After Norris Turner's stroke a decade ago, he would tuck his right arm into his pocket to get the nearly useless limb out of the way. Now the 68-year-old grandfather from Columbia can use the arm to play catch with his grandson and hit a golf ball nearly 100 feet.
Turner's progress has made him something of a poster child for a machine called the Tailwind. It's licensed and for sale by researchers from the University of Maryland who invented it and a local entrepreneur who believed it could help patients like Turner.
"We think there is tremendous potential for this device," said Sandy McCombe Waller, who worked on the Tailwind with her colleague Jill Whitall. Both are professors in the University of Maryland School of Medicine's Department of Physical Therapy and Rehabilitation Science. Turner was a test subject.
"Mr. Turner didn't start high functioning but has been able to return to recreational activities," she said. "He can grab things with his arm, drink from a cup. They sound like little things, but they are huge things."
Strokes affect about 750,000 people a year in the U.S. and are the third-largest killer behind heart disease and cancer, according to the American Stroke Association. They are the top cause of adult disabilities.
Clamped to a table at the university, the Tailwind looks low-tech - not much more than a set of metal arms with handles. A stroke patient sits in front of it, grasps the handles and repeatedly runs them back and forth to a metronome, a steady, audible beat that facilitates movement. Unlike a bicycle, the limbs move independently, so a weak arm cannot depend on a functioning arm.
According to two studies printed in Stroke and the Journal of the American Medical Association, patients who use the device begin to show progress after about six weeks.

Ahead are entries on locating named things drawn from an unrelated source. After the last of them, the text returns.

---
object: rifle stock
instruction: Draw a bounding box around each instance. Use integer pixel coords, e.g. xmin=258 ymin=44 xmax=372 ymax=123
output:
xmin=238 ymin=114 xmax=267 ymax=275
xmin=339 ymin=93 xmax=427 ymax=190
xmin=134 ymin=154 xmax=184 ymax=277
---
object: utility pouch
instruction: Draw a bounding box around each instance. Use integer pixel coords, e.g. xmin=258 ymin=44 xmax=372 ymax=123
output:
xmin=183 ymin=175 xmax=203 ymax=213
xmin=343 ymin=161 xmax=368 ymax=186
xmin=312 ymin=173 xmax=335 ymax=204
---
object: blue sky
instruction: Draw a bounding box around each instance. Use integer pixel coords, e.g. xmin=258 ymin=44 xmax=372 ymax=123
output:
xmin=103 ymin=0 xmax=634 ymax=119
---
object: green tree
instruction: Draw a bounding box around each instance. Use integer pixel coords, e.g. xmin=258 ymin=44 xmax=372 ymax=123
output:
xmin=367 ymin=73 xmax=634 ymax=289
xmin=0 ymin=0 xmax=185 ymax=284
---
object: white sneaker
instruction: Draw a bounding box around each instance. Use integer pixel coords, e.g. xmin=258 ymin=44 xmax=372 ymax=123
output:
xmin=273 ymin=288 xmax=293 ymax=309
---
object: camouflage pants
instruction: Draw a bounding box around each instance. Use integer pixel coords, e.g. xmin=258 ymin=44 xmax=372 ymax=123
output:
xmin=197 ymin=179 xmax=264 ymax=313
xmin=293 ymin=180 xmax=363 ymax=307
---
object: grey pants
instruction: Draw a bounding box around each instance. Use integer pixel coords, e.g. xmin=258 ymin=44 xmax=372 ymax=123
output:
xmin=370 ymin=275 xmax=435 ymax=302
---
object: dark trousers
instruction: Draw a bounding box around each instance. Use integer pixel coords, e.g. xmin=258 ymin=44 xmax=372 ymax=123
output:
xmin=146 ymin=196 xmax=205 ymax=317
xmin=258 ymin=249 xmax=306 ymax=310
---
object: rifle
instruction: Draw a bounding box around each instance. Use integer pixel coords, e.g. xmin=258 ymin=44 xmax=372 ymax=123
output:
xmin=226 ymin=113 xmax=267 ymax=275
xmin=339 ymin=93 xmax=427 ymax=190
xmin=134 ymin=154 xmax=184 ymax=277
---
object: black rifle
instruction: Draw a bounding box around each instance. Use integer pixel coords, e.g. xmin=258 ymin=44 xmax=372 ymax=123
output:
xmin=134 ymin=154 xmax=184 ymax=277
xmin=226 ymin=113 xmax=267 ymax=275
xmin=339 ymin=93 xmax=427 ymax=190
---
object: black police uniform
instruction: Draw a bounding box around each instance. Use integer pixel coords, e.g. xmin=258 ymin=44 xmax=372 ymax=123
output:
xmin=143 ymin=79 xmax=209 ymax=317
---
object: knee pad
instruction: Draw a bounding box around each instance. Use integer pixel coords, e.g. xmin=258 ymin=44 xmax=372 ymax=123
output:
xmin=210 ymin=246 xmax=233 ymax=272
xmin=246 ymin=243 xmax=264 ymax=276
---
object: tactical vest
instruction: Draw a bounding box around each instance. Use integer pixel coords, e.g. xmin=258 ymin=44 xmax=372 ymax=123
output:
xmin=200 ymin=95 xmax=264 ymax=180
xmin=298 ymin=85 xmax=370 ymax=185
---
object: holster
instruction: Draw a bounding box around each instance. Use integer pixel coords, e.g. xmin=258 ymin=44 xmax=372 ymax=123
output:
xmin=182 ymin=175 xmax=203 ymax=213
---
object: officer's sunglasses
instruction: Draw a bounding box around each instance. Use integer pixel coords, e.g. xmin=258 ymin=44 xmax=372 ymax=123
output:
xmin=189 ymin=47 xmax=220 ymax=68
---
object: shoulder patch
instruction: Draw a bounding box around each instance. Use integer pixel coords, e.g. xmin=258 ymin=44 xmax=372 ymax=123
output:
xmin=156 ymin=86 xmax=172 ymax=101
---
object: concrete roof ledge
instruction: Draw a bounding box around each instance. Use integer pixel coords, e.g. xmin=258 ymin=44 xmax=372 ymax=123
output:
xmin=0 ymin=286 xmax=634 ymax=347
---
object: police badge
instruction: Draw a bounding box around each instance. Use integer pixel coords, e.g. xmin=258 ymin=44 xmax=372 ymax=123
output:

The repetition retrains the part of the brain that controls motor skills but was damaged by a stroke. A stroke on the left side of the brain affects the right arm, and vice versa. Like muscle strengthening, weakened motor pathways eventually become stronger and patients make smoother movements.
The machine tilts up, the arms extend and the metronome pace increases to make it more challenging. At its toughest, it may not be a strenuous workout for a gym-goer, but eight-minute sets were exhausting for Turner.
But it has been worth it, he said one recent day as he demonstrated his routine at the university, moving his arms out and back in tandem, and then one after the other.
"Results come in spurts," said Turner, who participated in a Tailwind study two years ago and has continued working with the machine at the university and at home (researchers gave him a device).
To market the product, the inventors were matched with an entrepreneur who participated in a four-year-old program at the University of Maryland, Baltimore County that has been funded in part by a grant from the National Science Foundation. Called ACTiVATE, it trains women in business and hooks them up with technology invented at Maryland universities. So far, 25 companies have been formed, according to David J. Fink, director of entrepreneurial services for the university's research and development park, bwtech@UMBC.
Since 2005, companies have launched or are forming to sell products including DNA-based therapies for ovarian cancer, pain therapies, test kits for monitoring melanoma and a device to remotely monitor infants' and the elderly's vital signs.
Kris Appel, a former linguist at the National Security Agency, bought the Tailwind license and plans to begin selling the machines in earnest in the next few weeks through her Baltimore-based company, Encore Path Inc.
"I was convinced it was a great product," Appel said. "I knew I could sell it because I understand it. It will help so many people."
Those involved in stroke therapy say there isn't much else available for such patients. There are even fewer options that are portable and can be taken home.
The device's success in studies was notable for showing "neuro-plasticity" - recovery of brain function years after a stroke, said R. Samuel Mayer, who did not take part in the Tailwind research. Mayer is a physician adviser for the Department of Physical Medicine and Rehabilitation at Johns Hopkins Hospital and medical director of the hospital's inpatient rehabilitation.
"Traditionally, people thought that little recovery occurs from stroke after three to six months," he said. "We now know that rehabilitation can help people even years later recover some function."
He said insurance and Medicare do not recognize this, so they will not cover the therapy.
It's not clear how clinics and individuals will respond to the $2,400 price tag on the Tailwind. Formal marketing begins in the next few weeks, and none have sold yet.
Mayer said other promising therapies are being studied for low- and higher-functioning patients, some of which the Tailwind researchers are involved in testing.
They include weight-supported treadmill work for legs, robot-assisted movement for arms and the use of tiny electric pulses to a part of the brain controlling motor function. There is also transcranial magnetic stimulation, which is when an electromagnet is placed on the patient's head and short magnetic pulses are used to stimulate the brain.
"The important issue is to keep patients active after stroke," he said.
Norris Turner plans to continue working on his Tailwind five days a week. He also plans to keep tossing a ball to his grandson.